News & Events

Colloquium: Liang Fu, MIT

"Diodic quantum materials"

Abstract: The p-n junction is the key building block of modern microelectronics that underlies diodes and transistors. In recent years, it has been found that certain quantum materials can have a direction dependent electrical resistance and thus exhibit an intrinsic diode effect without any junction. In this talk, I will first describe diodic superconductors that exhibit zero (nonzero) resistance in the forward (backward) direction. Such superconducting diode effect generally appears when Cooper pairs in the ground state have finite center-of-mass momentum, as in the Larkin-Ovchinnikov-Fulde-Ferrell superconductor. Next, I will describe noncentrosymmetric conductors that exhibit a nonreciprocal Hall effect at zero magnetic field, with the transverse current quadratic in the applied voltage. This intrinsic nonreciprocity is a fundamental material property that originates from the quantum geometry of itinerant electron states in crystals. Potential applications of diodic quantum materials in high-frequency (THz) and low-power electronics will be discussed.

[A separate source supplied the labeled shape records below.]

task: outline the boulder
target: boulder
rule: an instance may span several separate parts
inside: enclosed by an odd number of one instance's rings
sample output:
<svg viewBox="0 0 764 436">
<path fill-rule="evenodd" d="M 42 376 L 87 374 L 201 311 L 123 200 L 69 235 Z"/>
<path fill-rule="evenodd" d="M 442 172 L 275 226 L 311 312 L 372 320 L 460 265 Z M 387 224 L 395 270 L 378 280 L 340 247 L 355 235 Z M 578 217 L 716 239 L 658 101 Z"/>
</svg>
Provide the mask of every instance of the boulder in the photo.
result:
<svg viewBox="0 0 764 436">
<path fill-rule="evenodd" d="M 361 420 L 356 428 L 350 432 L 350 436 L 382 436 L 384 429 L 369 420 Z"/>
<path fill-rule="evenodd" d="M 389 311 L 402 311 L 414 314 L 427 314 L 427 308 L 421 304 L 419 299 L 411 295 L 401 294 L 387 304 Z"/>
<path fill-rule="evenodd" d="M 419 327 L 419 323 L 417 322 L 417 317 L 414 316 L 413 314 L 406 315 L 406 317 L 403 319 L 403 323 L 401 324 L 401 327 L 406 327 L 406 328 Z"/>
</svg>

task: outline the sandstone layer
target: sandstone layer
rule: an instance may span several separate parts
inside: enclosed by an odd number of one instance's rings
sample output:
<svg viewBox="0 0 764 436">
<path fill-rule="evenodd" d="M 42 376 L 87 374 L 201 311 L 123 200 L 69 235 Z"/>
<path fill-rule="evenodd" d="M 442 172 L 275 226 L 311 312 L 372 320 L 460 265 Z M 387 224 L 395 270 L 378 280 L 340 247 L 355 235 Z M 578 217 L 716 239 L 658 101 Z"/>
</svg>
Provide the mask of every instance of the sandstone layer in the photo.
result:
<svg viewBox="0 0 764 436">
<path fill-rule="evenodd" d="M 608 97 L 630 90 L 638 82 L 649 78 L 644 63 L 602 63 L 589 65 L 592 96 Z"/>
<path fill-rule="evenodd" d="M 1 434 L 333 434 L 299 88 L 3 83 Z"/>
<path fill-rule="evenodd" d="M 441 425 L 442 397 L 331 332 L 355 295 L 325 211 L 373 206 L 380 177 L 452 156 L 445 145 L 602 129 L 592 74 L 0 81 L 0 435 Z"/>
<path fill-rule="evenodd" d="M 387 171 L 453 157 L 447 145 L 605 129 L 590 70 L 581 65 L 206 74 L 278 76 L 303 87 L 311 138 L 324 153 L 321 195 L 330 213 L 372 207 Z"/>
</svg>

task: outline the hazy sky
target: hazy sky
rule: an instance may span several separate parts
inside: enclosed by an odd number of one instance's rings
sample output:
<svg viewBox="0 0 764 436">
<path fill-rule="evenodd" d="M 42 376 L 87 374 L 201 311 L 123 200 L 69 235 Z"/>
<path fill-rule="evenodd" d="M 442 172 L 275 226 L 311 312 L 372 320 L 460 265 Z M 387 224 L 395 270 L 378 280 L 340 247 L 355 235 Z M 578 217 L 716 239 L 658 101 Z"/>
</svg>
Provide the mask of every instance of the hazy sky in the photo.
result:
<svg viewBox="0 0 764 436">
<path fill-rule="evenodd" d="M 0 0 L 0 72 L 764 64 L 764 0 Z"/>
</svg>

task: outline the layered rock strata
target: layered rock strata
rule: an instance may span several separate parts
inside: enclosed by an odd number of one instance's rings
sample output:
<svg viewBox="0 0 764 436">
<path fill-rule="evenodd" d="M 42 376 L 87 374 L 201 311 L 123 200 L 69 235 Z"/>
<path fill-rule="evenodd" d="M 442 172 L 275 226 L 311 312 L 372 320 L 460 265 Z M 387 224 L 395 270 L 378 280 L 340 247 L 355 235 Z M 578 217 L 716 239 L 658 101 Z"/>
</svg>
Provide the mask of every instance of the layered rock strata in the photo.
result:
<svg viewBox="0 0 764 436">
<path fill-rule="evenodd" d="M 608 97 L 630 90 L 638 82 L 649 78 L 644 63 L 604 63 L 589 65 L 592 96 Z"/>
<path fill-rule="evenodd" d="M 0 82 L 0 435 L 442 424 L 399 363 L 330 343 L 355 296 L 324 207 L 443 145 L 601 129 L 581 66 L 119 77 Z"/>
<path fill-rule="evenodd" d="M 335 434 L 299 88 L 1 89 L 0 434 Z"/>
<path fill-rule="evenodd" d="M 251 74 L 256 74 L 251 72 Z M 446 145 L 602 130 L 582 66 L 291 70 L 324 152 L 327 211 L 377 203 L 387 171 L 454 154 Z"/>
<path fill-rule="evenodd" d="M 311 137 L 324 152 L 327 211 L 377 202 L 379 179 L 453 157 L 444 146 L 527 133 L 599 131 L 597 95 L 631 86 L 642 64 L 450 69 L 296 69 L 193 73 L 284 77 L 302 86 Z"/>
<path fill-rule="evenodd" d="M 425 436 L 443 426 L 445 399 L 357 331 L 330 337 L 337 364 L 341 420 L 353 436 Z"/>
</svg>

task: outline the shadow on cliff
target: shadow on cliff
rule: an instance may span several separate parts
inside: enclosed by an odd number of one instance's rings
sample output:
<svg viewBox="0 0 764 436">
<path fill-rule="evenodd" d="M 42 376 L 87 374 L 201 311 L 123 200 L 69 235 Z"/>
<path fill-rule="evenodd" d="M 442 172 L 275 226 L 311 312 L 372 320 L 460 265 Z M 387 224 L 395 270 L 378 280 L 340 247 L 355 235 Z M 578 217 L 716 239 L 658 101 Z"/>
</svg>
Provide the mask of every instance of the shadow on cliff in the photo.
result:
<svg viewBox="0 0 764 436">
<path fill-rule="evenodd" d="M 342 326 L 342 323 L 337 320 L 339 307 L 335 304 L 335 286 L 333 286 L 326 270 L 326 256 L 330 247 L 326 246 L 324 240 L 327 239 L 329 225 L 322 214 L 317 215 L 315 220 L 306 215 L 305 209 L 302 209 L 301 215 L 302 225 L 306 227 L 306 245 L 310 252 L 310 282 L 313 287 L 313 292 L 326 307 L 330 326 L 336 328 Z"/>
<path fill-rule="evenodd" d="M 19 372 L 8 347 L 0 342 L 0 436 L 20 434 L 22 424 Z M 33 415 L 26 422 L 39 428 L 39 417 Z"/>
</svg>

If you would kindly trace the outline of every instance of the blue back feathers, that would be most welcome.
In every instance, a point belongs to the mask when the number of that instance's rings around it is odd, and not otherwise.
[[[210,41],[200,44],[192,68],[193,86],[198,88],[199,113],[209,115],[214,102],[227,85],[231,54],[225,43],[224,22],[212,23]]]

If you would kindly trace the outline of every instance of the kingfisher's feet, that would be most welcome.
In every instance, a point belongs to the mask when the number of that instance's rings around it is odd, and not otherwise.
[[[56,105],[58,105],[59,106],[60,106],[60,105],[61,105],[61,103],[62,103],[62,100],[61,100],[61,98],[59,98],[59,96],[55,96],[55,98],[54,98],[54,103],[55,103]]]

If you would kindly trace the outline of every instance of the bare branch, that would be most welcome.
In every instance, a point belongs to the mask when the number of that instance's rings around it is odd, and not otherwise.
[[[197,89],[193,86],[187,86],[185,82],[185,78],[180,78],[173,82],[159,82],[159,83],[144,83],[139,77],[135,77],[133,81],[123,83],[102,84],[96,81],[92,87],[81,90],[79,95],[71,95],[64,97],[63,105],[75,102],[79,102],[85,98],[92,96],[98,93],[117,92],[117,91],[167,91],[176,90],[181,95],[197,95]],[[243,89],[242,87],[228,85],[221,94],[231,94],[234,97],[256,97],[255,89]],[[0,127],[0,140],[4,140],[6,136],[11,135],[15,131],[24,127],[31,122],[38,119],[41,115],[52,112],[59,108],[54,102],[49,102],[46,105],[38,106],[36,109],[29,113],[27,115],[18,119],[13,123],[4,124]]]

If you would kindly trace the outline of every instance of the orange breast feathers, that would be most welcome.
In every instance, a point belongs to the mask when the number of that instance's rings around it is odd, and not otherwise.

Colloquium: Radu Roiban, Penn State

Abstract: Quantum field theory is a common language of many areas of physics. By bringing together aspects of the traditional and formal approaches, modern scattering theory is an important probe of fundamental interactions. After reviewing some of the remarkable properties of scattering amplitudes, we will discuss examples where they played a critical role. They include applications to the general relativistic two-body dynamics and gravitational-wave physics, where they establish the state of the art in weak-field fully relativistic calculations, and the probe of high energy properties of maximally supersymmetric supergravity theory.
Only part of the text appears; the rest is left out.